Ketergantungan ini membuat Indonesia rentan terhadap fluktuasi harga global yang dapat mengganggu stabilitas ekonomi. Untuk mengatasi hal ini, Indonesia perlu meningkatkan nilai tambah produk dengan mengolah bahan mentah menjadi barang jadi yang bernilai lebih tinggi melalui sektor manufaktur. Menurut World Bank, Indonesia memiliki potensi besar untuk mengembangkan sektor manufaktur, khususnya dalam industri otomotif, elektronik, dan tekstil, yang memiliki permintaan tinggi di pasar global.
Industri manufaktur, terutama yang berorientasi pada teknologi tinggi dan produk-produk bernilai tambah, dapat menarik investasi asing langsung (FDI) yang membawa teknologi dan keahlian baru. Menurut data Kementerian Perindustrian, industri manufaktur nonmigas Indonesia berpotensi menarik investasi lebih besar jika didukung oleh kebijakan yang tepat, seperti insentif pajak dan kemudahan perizinan.
Kritik terhadap Pemerintah Indonesia: Fokus Berlebihan pada Industri Tambang
Dalam beberapa tahun terakhir, kebijakan pemerintah Indonesia cenderung lebih berfokus pada sektor pertambangan dan sumber daya alam ketimbang pengembangan sektor manufaktur. Pemerintah lebih sering memberi insentif kepada perusahaan tambang dan eksportir komoditas daripada mendorong investasi di sektor industri yang dapat memberikan nilai tambah lebih besar dan lapangan pekerjaan lebih banyak.
Kebijakan ini tercermin dalam kebijakan larangan ekspor mineral mentah yang diterapkan pada 2014 yang dimaksudkan untuk mengarah pada hilirisasi.
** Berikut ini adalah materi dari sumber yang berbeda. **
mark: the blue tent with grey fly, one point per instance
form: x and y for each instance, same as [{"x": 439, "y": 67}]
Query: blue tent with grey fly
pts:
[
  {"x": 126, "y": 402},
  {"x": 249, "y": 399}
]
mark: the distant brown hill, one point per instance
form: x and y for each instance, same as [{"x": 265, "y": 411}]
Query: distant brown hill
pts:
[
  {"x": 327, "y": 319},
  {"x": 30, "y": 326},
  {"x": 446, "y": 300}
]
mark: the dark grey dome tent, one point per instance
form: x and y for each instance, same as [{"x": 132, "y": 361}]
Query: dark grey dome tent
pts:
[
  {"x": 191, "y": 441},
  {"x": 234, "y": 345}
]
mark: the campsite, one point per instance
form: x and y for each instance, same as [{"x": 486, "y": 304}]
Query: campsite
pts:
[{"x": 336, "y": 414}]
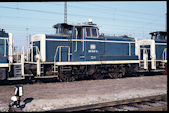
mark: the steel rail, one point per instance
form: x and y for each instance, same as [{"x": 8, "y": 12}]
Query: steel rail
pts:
[{"x": 120, "y": 102}]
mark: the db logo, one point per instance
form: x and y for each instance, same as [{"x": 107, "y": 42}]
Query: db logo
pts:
[{"x": 92, "y": 46}]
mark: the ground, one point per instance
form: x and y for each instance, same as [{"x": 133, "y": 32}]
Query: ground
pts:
[{"x": 49, "y": 96}]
Meskipun ini adalah langkah yang baik, implementasinya masih sangat terbatas. Banyak tambang besar di Indonesia yang lebih memilih untuk mengeksploitasi sumber daya alam mentah tanpa cukup memberi perhatian pada pengolahan lebih lanjut atau pengembangan manufaktur yang berkelanjutan.
Selain itu, industri tambang juga sering menimbulkan dampak lingkungan yang besar, seperti deforestasi dan pencemaran air. Menurut Greenpeace, sektor pertambangan di Indonesia menyumbang 30% dari deforestasi global pada periode 2000--2010. Dalam jangka panjang, ketergantungan pada sektor ini dapat merugikan perekonomian Indonesia, karena harga komoditas sering kali sangat fluktuatif dan rentan terhadap perubahan pasar global. Pemerintah juga harus mengakui bahwa industri tambang tidak dapat menciptakan lapangan kerja yang sebanyak sektor manufaktur yang berbasis pada pengolahan produk.
Belajar dari Vietnam
Vietnam merupakan contoh negara yang berhasil mengembangkan sektor manufaktur dan meningkatkan kelas menengahnya. Dalam dua dekade terakhir, Vietnam telah berhasil membangun pusat manufaktur besar, dengan industri elektronik dan tekstil sebagai sektor utama. Sektor manufaktur Vietnam kini menyumbang hampir 16% dari PDB negara, sementara lapangan kerja di sektor ini juga meningkat pesat. Bahkan, Vietnam telah menjadi salah satu negara tujuan utama bagi investasi asing di Asia, dengan banyak perusahaan global memilih untuk memindahkan pabrik mereka ke Vietnam.